# Hitting a wall with tads



## snared99 (Feb 28, 2008)

Hi guys,
It is never easy to admit something isnt working right, but i need alittle help. My tads seem to do well up until the point where they front legs are ready to pop and then the next day deceased. 

The adults get dusted flies every other day or 3:1 calcium plus to vitamin A(both repashy)
Tads are kept single in RO water with tetra black water added( 1ml per gallon). The tads are fed a variety of tropical fish food, hbh bits, algae sticks. They are fed every 3 days

I dont do water changes but topped off as need daily. The problem has seemed to be mainly with my cobalts, but seeing this a bit in my auratus now. All the tads are kept at a constant 76-78degrees (ball python incubator).

I think i have covered everything. Any suggestions are appreciated.


----------



## erik s (Apr 12, 2010)

If it were me...I would start doing partial water changes...you may have a build up of unconsumed food and waste...


----------



## srrrio (May 12, 2007)

snared99 said:


> The adults get dusted flies every other day or 3:1 calcium plus to vitamin A(both repashy)
> .


This reads to me they are getting vitamin A at every feeding. I would consider changing that to 1x per month. 

I don't do water changes either but is your water staying clear ..not cloudy? I am not sure if the hbh bits are the same a the tad bits a lot of people use, but I would have to do water changes when I tried those.


----------



## hypostatic (Apr 25, 2011)

Do you remove the tad's waste? I don't do water changes either, but once enough poop accumulates I do aspirate it out. I'd rule this out unless you're seeing a ton of poop and uneaten food, and the water is stinky.

Of worry is that you mentioned that this is an issue that you said was common with one species, and now you're starting to see it in another. Is there something recently that has changed in you care of the auratus?


----------



## snared99 (Feb 28, 2008)

I did forget to mention that i do use a turkey baster and suck out the tad waste every 3-4 days. Water isnt very dirt looking.smelling at all. The adults care is identical. And yes they do get a bit of vit a with every feeding. From what i understood Vitamen A is essential to laying pairs, is this true?


----------



## Dendrobati (Jul 27, 2012)

snared99 said:


> The adults get dusted flies every other day or 3:1 calcium plus to vitamin A


This sounds like way too much vitamin A. Are you mixing A and Calcium plus together at a 3:1 ratio and using at every feeding? If so, I would stop that ASAP. I don't think this is the issue with the tads, but it could become toxic to the parents. 
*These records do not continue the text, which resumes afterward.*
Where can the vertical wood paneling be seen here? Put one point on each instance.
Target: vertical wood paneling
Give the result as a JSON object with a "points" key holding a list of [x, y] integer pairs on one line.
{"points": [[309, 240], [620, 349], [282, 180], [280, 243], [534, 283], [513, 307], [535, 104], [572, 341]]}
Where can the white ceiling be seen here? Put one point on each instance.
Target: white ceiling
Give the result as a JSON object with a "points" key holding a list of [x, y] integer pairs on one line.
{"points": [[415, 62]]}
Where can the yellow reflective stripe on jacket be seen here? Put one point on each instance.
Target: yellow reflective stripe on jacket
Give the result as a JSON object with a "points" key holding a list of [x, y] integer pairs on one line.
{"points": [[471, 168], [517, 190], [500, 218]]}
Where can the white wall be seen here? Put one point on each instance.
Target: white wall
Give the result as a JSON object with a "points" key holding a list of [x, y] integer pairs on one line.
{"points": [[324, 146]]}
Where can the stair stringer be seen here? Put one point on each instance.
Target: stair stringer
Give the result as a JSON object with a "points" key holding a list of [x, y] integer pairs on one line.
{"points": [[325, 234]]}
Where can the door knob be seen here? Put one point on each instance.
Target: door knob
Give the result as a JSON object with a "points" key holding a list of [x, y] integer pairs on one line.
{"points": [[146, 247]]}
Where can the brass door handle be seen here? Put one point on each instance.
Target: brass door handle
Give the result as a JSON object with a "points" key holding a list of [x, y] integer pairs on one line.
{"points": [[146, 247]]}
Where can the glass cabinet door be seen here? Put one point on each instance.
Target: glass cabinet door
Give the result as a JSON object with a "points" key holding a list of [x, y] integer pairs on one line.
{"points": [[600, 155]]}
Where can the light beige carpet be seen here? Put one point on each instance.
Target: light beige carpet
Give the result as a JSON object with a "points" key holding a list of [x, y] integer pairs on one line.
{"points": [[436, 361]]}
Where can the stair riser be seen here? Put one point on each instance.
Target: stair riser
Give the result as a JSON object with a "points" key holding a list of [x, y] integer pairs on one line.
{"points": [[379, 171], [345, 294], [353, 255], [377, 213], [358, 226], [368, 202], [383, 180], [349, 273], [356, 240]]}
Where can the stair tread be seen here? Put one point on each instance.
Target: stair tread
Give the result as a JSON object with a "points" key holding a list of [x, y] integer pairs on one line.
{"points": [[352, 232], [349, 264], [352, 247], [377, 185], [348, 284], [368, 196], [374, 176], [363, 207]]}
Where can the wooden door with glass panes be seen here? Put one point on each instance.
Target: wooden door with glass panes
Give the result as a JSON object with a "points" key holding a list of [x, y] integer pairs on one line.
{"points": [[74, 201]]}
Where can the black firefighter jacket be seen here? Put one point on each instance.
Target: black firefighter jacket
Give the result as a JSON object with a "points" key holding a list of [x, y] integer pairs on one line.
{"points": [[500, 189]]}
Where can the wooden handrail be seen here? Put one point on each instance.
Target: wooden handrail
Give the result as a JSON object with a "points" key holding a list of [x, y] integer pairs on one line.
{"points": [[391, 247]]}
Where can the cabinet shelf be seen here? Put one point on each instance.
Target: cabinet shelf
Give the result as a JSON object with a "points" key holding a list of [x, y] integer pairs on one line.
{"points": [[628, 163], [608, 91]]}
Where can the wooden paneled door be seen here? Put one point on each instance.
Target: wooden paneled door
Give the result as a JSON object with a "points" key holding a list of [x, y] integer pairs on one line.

I like to give Vitamin A just once a month as long as there are no issues. If there are issues, I like to give it once every two weeks until there is no longer an issue. 

SuperVit is a great Repashy product too. I would recommend using both Calcium Plus and SuperVit. Don't mix them but alternate between them with every feeding. 




snared99 said:


> I dont do water changes...


I would start there! =) It's a lot of work, but take it from someone who has over 100 tads in the water at all times - water changes *will* make for healthier forglets, greatly reduce losses, produce larger froglets, and over all make you a happier frogger! 

Marta is the Dendrobati tadpole expect carer. She changes the water on all of our tads about ever 3 days. 

A good rule of thumb - if you would not swim in the water you are making the tadpoles live in, than change it!

Keep us posted!

Brad


----------



## Dendrobati (Jul 27, 2012)

snared99 said:


> I did forget to mention that i do use a turkey baster and suck out the tad waste every 3-4 days. Water isnt very dirt looking.smelling at all. The adults care is identical. And yes they do get a bit of vit a with every feeding. From what i understood Vitamen A is essential to laying pairs, is this true?



Vitamin A is essential to frogs and more so to breeding frogs. A minor vitamin A issue would commonly show as bad eggs clutch after clutch. The solution for this common issue is to supplement vitamin A about once every week or two about 3 or 4 times. After the issues is corrected, you can maintain by supplementing once every month or maybe even every two months. However, there are other ways to supply vitamin A. I'm a fan of SuperVit, it is a very well rounded supplement. I do use it in rotation with Calcium Plus. 


Brad


----------



## aspidites73 (Oct 2, 2012)

snared99 said:


> I did forget to mention that i do use a turkey baster and suck out the tad waste every 3-4 days. Water isnt very dirt looking.smelling at all. The adults care is identical. And yes they do get a bit of vit a with every feeding. From what i understood Vitamen A is essential to laying pairs, is this true?


Yes, vitamin A is essential, but also toxic in higher levels. Repashy calcium+ already has a small amount of Vitamin A, enough for maintenance of non-breeding frogs. There is still some public debate as to how frequently one should suppliment vitamin A to actively reproducing frogs. I use Repashy Vitamin A+ twice a month, on the 1st and 15th, and only then to my breeding pairs. Some use it once a month (I was one of them but I started getting early onset mold in some of my eggs. Since switching to 2x a month, this has all but disappeared). Still, others report using it once a week. I like to err on the side of caution, and gradually go up, if needed.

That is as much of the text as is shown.